Fehlendes Know-how in Nordkorea

So stimme etwa eine elf Meter lange Hwasong-10, die Nordkorea im Juni 2016 getestet hat, laut Analyse der „Washington Post“ antriebsseitig weitgehend mit der sowjetischen R-27 Zyb („Ripple“) überein. Auch eine Pukguksong-1, eine U-Boot-gestützte Mittelstreckenrakete, die im August 2016 abgefeuert wurde, sei eine Weiterentwicklung der Rakete, die erstmals Ende der 60er Jahre von der sowjetischen Marine eingesetzt wurde.

lastwägen mit Raketen bei der Nordkoreanischen Militärparade

Reuters/Damir Sagolj

In den vergangenen Jahre präsentierte Nordkorea mehrere neue Raketenmodelle

Warum Nordkorea zwei Jahrzehnte benötigte, um die Raketen mit Hilfe der Konstruktionspläne aus dem Kalten Krieg zu entwickeln, ist nicht bekannt. Eine mögliche Erklärung wäre, dass den Ingenieuren in Nordkorea das nötige Material, das technische Know-how und die computergesteuerten Maschinen für den Bau des Raketenmodells fehlten.

Raketen für die USA bestimmt

Eigentlich, so berichtet die „Washington Post“, sollten die für die damalige Zeit innovativen Waffen – sie benötigten keine Startrampe, sondern konnten vom U-Boot aus abgefeuert werden – in den USA zum Einsatz kommen. Eine US-Investorengruppe hatte kurz nach dem Zusammenbruch der Sowjetunion Verhandlungen mit dem Rüstungskonzern Makejew aufgenommen. Mit der Technologie hätten US-Satelliten kostengünstiger in die Erdumlaufbahn befördert werden sollen.

Hinter einem möglichen Abkommen verbarg sich allerdings noch eine andere Idee: Nach dem Kalten Krieg befürchteten die Vereinigten Staaten, dass russische Ingenieure ihr Wissen über Waffen anderen Ländern oder Organisationen zur Verfügung stellen könnten. Um das zu verhindern, wollten Investoren Milliarden Dollar in den „Ausverkauf“ russischer Waffenlabors investieren. Wenn man sie schon nicht zerstören kann, dann muss man sie eben kaufen.

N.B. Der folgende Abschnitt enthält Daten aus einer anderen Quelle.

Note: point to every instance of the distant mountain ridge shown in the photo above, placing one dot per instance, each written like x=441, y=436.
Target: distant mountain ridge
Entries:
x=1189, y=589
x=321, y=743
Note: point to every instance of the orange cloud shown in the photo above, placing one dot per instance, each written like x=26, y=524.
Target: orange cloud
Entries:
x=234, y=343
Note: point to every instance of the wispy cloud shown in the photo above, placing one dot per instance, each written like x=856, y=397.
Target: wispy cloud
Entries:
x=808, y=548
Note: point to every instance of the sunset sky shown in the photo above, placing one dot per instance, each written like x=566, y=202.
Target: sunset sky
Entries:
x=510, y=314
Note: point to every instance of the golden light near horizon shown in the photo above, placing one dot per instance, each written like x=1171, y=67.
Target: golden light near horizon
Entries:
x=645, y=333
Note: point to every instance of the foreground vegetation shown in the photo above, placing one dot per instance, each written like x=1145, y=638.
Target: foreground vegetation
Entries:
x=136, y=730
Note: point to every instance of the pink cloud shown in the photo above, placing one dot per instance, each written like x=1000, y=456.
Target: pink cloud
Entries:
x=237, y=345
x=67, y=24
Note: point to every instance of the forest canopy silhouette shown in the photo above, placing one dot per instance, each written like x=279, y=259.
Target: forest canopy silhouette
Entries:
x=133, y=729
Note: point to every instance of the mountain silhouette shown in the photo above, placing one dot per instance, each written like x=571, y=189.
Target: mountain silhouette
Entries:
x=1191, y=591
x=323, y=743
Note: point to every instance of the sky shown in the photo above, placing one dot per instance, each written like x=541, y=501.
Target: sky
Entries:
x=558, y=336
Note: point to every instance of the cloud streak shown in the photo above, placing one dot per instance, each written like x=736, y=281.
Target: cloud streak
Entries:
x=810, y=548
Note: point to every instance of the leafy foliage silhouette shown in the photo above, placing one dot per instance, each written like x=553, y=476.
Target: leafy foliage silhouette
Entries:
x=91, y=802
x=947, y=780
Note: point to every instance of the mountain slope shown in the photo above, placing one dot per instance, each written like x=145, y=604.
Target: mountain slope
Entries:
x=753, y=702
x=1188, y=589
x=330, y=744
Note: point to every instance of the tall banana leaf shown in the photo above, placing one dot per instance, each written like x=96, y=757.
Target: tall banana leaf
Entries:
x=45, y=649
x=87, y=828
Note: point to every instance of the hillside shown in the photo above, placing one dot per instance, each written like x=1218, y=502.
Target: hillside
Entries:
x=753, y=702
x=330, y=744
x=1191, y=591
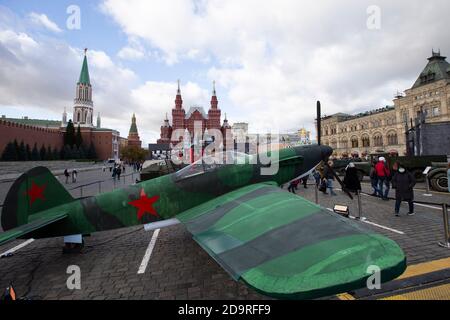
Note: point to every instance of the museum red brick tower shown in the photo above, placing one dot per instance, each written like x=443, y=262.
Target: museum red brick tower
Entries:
x=133, y=136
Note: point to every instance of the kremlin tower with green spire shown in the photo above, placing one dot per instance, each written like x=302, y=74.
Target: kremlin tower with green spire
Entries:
x=133, y=136
x=83, y=109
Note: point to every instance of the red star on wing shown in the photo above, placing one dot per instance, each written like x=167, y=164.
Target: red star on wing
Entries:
x=144, y=204
x=35, y=192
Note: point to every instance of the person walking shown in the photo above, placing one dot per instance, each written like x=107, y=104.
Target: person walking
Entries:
x=448, y=177
x=351, y=179
x=328, y=175
x=317, y=177
x=66, y=174
x=114, y=170
x=305, y=182
x=118, y=172
x=383, y=175
x=374, y=179
x=74, y=176
x=293, y=186
x=403, y=182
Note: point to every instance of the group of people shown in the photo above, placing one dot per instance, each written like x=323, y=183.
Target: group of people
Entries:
x=137, y=166
x=117, y=171
x=400, y=178
x=293, y=185
x=67, y=175
x=382, y=178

Am Ende scheiterte die Zusammenarbeit allerdings an bürokratischen und rechtlichen Hürden. Die US-Regierung soll Bedenken gehabt haben, dass eine Vereinbarung mit der russischen Waffenindustrie den bereits bestehenden bilateralen Rüstungskontrollen widersprechen würde. Im Frühling 1995 wurden die Verhandlungen dann komplett abgebrochen.

Nordkorea fehlt Know-how

Das dürfte aber Russland nicht daran gehindert haben, weiter nach Käufern zu suchen. Das zumindest vermutet Michael Elleman vom International Institut for Strategic Studies (IISS). Gegenüber der „Washington Post“ sagte er, die Wissenschaftler von Makejew hätten ihre Blaupausen anderen potenziellen Käufern angeboten - darunter eben auch Nordkorea. Zumindest im Fall der R-27 Zyb sei das belegbar.

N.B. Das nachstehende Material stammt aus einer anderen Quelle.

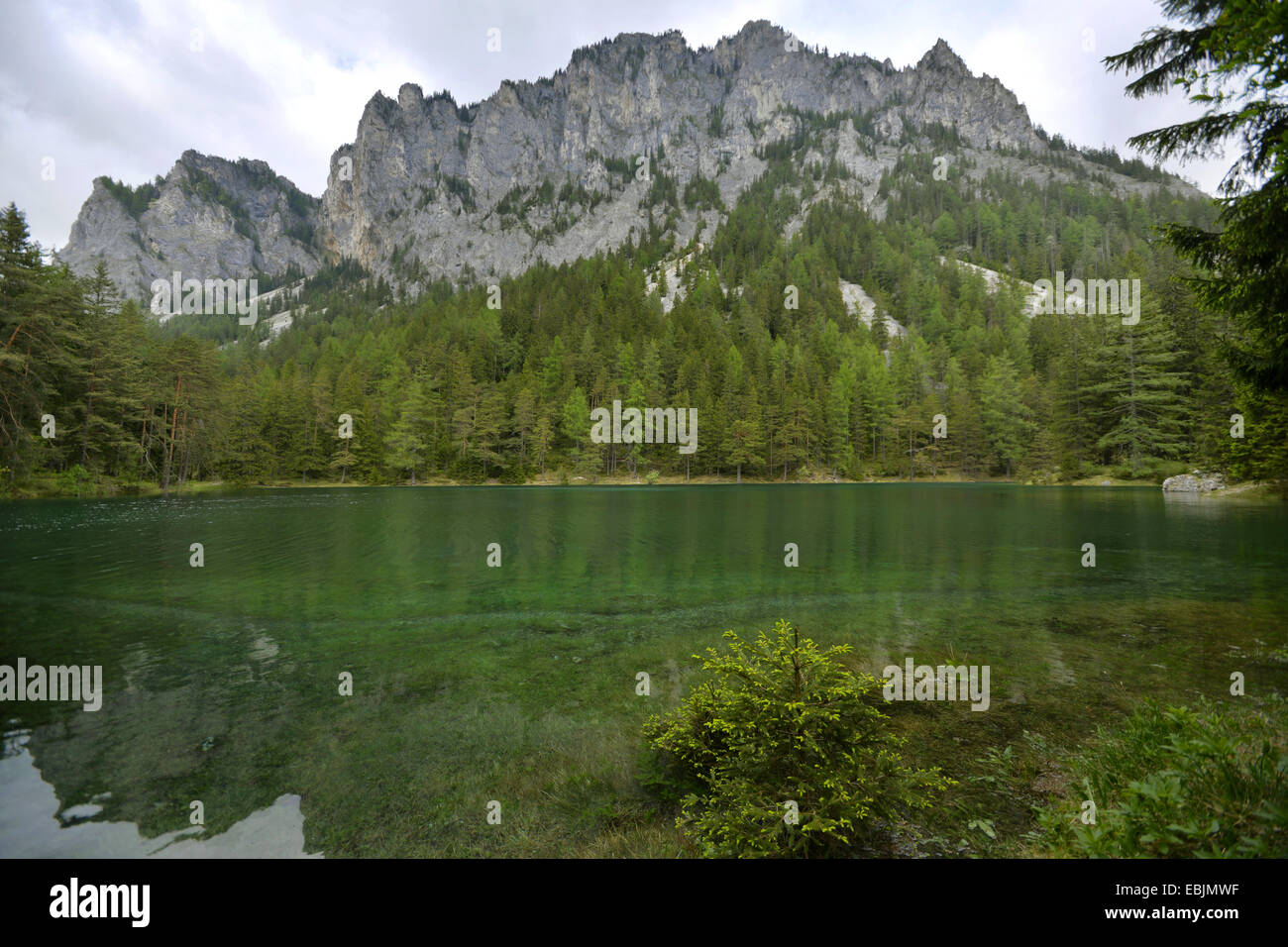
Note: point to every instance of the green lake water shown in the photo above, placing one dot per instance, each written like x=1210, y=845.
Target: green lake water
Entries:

Entwicklung der maximalen Reichweiten nordkoreanischer Raketen nach Datum der Tests 2017

Grafik: APA/ORF.at: Quelle: APA/AFP

Der Verdacht, dass Nordkorea bei seiner Raketentechnik vom Ausland unterstützt wird, ist nicht neu. Die jüngsten Unterlagen der „Washington Post“ bestätigen eine Analyse, die die deutschen Raketenexperten Robert Schmucker und Markus Schiller in der Zeitschrift „Sirius“ im Jahr 2017 vorlegten. Darin kommen sie zum Schluss, dass nichts darauf hinweist, dass Langstreckenraketen, die Nordkorea in den vergangenen Monaten abgefeuert hatte, auch dort hergestellt wurden.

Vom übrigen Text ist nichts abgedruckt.